I’ve read about the Pew study, but haven’t read it directly, so I’m relying on WageSlave’s summary of it. That said, Pew is incorrect if it asserts that the state missed any of its scheduled PERA payments. The state has suspended payments to other pension plans, but not to PERA. Pew assumes, however, that when there’s a shortfall in the plan’s amortization schedule — whether due to increased benefits or investment losses — that the state should pay more to make up for that. Some pension plans actually impose these contribution increases on state budgets automatically. Colorado law requires legislation to change contribution levels. Since 2004, the state’s contribution to PERA has been increased from 10.15 percent to 16.15 percent — or to 20.15 if this year’s PERA “fix” is passed.
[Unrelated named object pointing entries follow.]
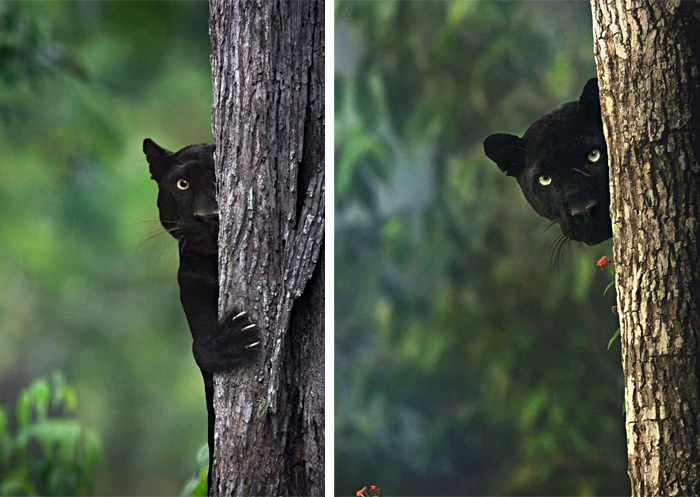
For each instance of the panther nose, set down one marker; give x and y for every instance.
(585, 211)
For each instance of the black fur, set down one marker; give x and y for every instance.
(189, 212)
(557, 149)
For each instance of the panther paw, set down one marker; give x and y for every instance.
(247, 332)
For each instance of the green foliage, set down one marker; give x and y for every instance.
(89, 283)
(197, 486)
(48, 453)
(459, 356)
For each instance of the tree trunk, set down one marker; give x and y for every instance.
(647, 57)
(267, 122)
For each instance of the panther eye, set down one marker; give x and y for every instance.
(594, 155)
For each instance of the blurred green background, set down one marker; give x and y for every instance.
(84, 289)
(465, 361)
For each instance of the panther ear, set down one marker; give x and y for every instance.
(589, 101)
(507, 151)
(157, 158)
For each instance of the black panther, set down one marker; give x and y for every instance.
(561, 165)
(189, 212)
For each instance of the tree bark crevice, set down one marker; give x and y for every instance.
(648, 78)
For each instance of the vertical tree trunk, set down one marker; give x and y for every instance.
(267, 122)
(647, 57)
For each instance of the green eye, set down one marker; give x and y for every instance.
(594, 155)
(544, 180)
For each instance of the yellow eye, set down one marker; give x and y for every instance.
(594, 155)
(544, 180)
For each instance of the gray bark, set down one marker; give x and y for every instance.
(267, 121)
(647, 57)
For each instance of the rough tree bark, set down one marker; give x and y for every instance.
(267, 121)
(647, 57)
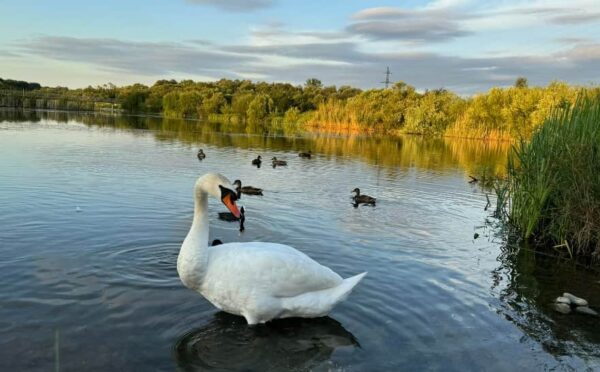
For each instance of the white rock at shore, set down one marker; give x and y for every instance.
(575, 300)
(563, 300)
(586, 310)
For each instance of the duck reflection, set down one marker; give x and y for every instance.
(227, 343)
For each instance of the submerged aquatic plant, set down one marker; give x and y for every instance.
(554, 180)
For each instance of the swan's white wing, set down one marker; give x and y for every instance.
(277, 269)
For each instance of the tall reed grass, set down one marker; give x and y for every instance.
(554, 180)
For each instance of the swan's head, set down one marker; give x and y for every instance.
(218, 186)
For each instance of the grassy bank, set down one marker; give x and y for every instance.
(554, 181)
(500, 114)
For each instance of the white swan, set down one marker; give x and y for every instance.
(259, 281)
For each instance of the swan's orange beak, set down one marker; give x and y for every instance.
(230, 204)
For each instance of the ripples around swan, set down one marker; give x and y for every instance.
(92, 217)
(226, 343)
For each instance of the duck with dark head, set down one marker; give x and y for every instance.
(257, 161)
(278, 162)
(248, 190)
(306, 155)
(362, 199)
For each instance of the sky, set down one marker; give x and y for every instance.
(466, 46)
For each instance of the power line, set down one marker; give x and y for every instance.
(387, 77)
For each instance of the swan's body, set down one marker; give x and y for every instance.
(278, 162)
(248, 190)
(259, 281)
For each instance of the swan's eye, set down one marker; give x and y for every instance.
(225, 193)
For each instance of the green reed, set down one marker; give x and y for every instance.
(554, 180)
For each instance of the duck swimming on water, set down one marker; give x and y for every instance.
(278, 162)
(306, 155)
(249, 190)
(362, 199)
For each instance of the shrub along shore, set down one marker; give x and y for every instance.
(552, 193)
(501, 113)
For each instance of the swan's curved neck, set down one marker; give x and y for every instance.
(193, 256)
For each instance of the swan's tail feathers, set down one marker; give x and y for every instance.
(319, 303)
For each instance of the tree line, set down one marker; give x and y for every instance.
(501, 113)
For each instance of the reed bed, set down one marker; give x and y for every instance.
(554, 181)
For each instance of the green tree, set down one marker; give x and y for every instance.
(521, 82)
(259, 108)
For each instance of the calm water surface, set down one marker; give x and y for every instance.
(93, 210)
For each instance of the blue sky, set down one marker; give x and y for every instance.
(464, 45)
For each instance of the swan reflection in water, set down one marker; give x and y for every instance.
(227, 343)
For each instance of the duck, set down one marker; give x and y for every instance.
(256, 280)
(249, 190)
(362, 199)
(278, 162)
(306, 155)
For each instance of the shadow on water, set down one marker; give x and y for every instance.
(228, 344)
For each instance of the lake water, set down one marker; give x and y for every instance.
(93, 210)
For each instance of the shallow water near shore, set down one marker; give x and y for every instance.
(93, 210)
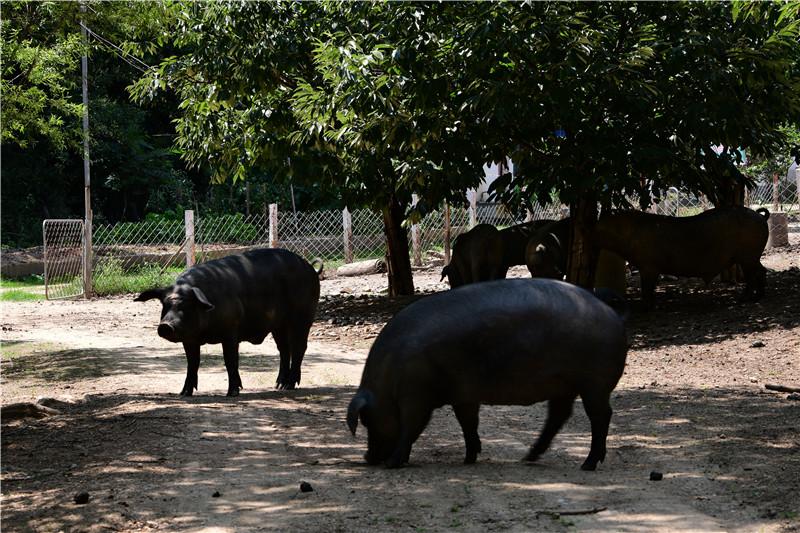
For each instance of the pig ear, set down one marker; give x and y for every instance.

There is no way possible that PERA earns 8% return into infinity and beyond. It just ain’t going to happen. This is a Depression folks, the economy is being propped up with FED funny money. Pull the curtain back and anyone can see how screwed we really are.
@Mark and WageSlave
Myself and a colleague recently dissected the PEW study. The key phrase is “actuarially required”. What happened is the State did not pass legislation to increase contribution levels into PERA for several years after benefits were increased during the dot-com bubble. Thus PERA became more underfunded with each passing year. The State legislature and perhaps employee lobbyists squarely take the blame for the current PERA debacle.
I have been a state employee for years, we see no raises year after year and now, they can just reach into our pockets to help shore up PERA. I don’t understand how we have no say in our own destiny – it’s like being robbed and having to like it. I work hard everyday and I’m sick and tired of everyone saying how lazy state workers are. What we truely are is the pawns of the state of Colorado, they do what they want with us and we have no voice. I agree with the gentleman earlier, the state is going to really be in trouble when the economy comes back – we are all planning on jumping ship in droves the way they have treated us. Who would want this job anyway? Not me, as soon as this economy is uprighted, I’m outta here, they can keep their stinkin PERA!